Poverty alone does not turn people into suicide bombers, and it is an “ethnocentric fallacy” that demand for consumer goods will transform fundamental values and ideas, observes Smith, a scholar at the Hudson Institute. The real problem, he writes, is that Arab societies do not want to be democracies.
Formerly a journalist, Smith spent eight years working in the Middle East trying to understand why New York, his home city, was attacked on September 11. His book—a combination of analysis and well written personal accounts from the region—offers an answer that may be unpleasant to hear, as it goes against notions about people that Americans hold as universal. Such notions, Smith explains, are misguided, making his book relevant to our understanding of the region.
Smith took his book title from Osama bin Laden’s observation, “When people see a strong horse and a weak horse, by nature, they will like the strong horse.” The title should not be confused with the idea that Arabs only understand force.
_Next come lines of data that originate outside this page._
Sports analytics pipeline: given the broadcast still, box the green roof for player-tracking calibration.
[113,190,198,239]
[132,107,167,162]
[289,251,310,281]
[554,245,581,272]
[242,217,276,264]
Smith argues instead that the political culture of the Middle East is simply such that power can only be changed through violence or inheritance, and violence is, therefore, an inseparable element of the region’s political dynamics.
Many Americans assume that everyone thinks as they do. For instance, while shocking to many Americans, the use of violence to fulfill a political goal is nothing out of the ordinary to most people outside the United States. This flawed American thinking leads officials to conclude wrongly that rogue agents alone are responsible for terror, relieving Arab governments and societies of responsibility.
For Smith, clashes between different groups in the region drive the political dynamics of the Middle East, more so than the region’s relationship with the West or the Israeli-Arab conflict. He sees Arab societal structure as the ultimate source of the region’s problems; it produces a mindset that punishes free thought and does not value individual rights. The United States, he observes, is hated in the Middle East for what it is not—Arab or Muslim.
True, there are Arabs who do want democracy. But Lee describes how isolated they are and how severely their societies punish them. The mentality Smith describes is not limited to the Middle East. It is the same outlook that pervaded the Soviet Union and, today, Russia. While Smith does not make this comparison, it nonetheless proves his point: Despite all the jobs, technology, and official talk about engagement with the West, Russia has not been able to move away from political authoritarianism, largely because there was no real change in the Russian understanding of what a liberal democracy is. The Arabs, too, seem only to desire the “shiny gloss” of American culture, namely the Internet and iPhones, but not the American ideals of democracy and individual rights.
However unpleasant the truth may be, Smith’s book is timely, important, highly readable, and essential to anyone interested in Middle East politics.